This section describes how to submit MPI jobs under the Slurm batch system. Here we assume that MPI jobs are compiled using one of available versions of Intel parallel studio
Intel MPI on KNL. Generally, there are two ways to launch an MPI job under the Slurm: 1)
mpiexec.hydra from Intel parallel studio command line tool suite 2)
srun from Slurm command utility. Even though both methods work pretty well under the Slurm,
srun will allow Slurm to control and clean up all the MPI processes easily in addition to account all MPI processes more accurately.
- Using mpiexec.hydra and ssh or rsh to launch an MPI job.
This is very much similar to the way in launching MPI jobs under old PBS batch system.

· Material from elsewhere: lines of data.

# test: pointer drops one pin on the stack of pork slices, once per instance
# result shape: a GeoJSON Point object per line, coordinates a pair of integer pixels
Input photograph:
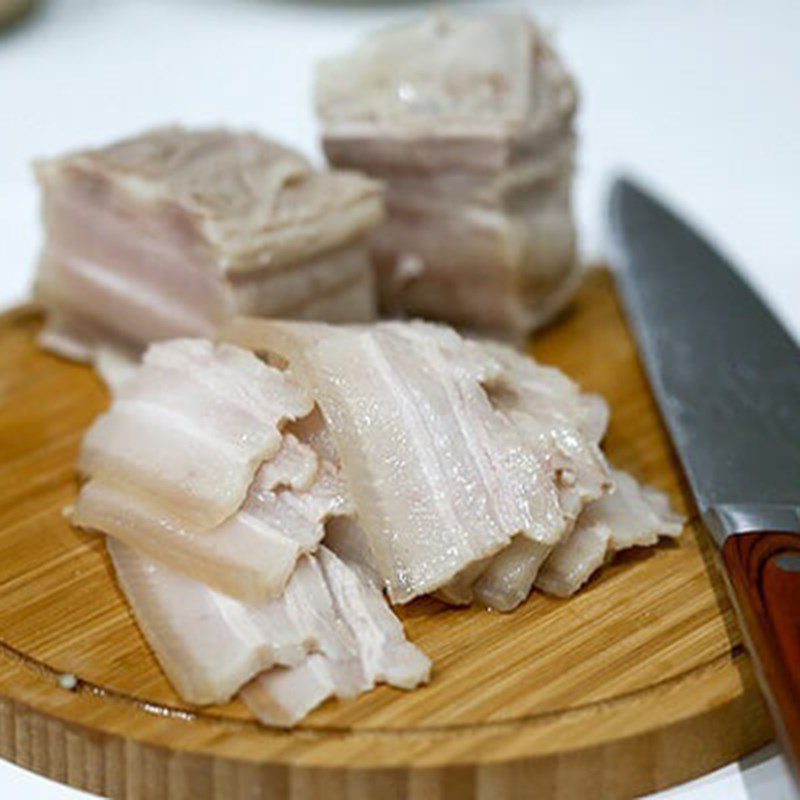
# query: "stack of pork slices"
{"type": "Point", "coordinates": [174, 231]}
{"type": "Point", "coordinates": [258, 509]}
{"type": "Point", "coordinates": [468, 117]}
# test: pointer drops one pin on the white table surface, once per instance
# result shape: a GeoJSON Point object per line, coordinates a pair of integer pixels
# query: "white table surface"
{"type": "Point", "coordinates": [701, 98]}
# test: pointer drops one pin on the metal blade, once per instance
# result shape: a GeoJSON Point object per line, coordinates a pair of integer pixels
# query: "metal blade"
{"type": "Point", "coordinates": [725, 372]}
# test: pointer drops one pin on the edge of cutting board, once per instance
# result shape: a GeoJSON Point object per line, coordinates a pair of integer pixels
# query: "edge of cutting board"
{"type": "Point", "coordinates": [661, 711]}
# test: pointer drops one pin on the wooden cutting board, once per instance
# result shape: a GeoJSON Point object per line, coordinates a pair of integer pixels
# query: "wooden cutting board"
{"type": "Point", "coordinates": [639, 682]}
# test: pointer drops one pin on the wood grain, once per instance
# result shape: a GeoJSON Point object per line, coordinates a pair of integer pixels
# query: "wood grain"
{"type": "Point", "coordinates": [639, 682]}
{"type": "Point", "coordinates": [764, 573]}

Inside a job submission script, one has to figure out nodes allocated to the job using scontrol command. The following is a simple sbatch script.
#!/bin/bash -l
#SBATCH -A youraccount
#SBATCH -p phi
#SBATCH -N 4
#SBATCH -t 00:30:00
#SBATCH -J youjobname
#SBATCH --mail-type=END
#SBATCH -C 18p
# create a temp file
tmpfile=`mktemp`
# convert slurm compact form to regular form
/usr/bin/scontrol show hostnames $SLURM_JOB_NODELIST > $tmpfile
source /dist/intel/parallel_studio_xe_2017/parallel_studio_xe_2017.0.035/bin/psxevars.sh intel64
mpiexec.hydra -bootstrap rsh -PSM2 -f $tmpfile -np $numnodes -perhost 1 mpiprog
rm -f $tmpfile
Note: one can replace -bootstrap rsh by -bootstrap ssh if one's ssh keys to all hosts are set up correctly.
The -PSM2 option is to tell Intel MPI to use OPA fabrics.
- Using mpiexec.hydra and bootstrap slurm option to allow slurm to manage an MPI job
This method is very similar to the above. The only difference is the bootstrap option: -bootstrap slurm. This option allows mpi processes to be launched and managed by the Slurm system.
mpiexec.hydra -bootstrap slurm -PSM2 -f $tmpfile -np $numnodes -perhost 1 anothermpiprog
- Using srun command to launch an MPI job
This method is the preferred method according to the official Slurm documentation. In this way, one does not need to find out allocated nodes like previous two methods. The following is a simple script.
#!/bin/bash -l
#SBATCH -A youraccount
#SBATCH -p phi
#SBATCH -N 4
#SBATCH -t 00:30:00
#SBATCH -J mightyrun
#SBATCH --mail-type=END
#SBATCH -C 18p
source /dist/intel/parallel_studio_xe_2017/parallel_studio_xe_2017.0.035/bin/psxevars.sh intel64
# The following 3 variables to make sure opa fabrics is used
export I_MPI_FABRICS_LIST=tmi
export I_MPI_TMI_PROVIDER=psm2
export I_MPI_FALLBACK=0
# Using PMI slurm process management
export I_MPI_PMI_LIBRARY=/usr/lib64/libpmi.so
srun --mpi=pmi2 -n 4 fullpath_to_mpi_prog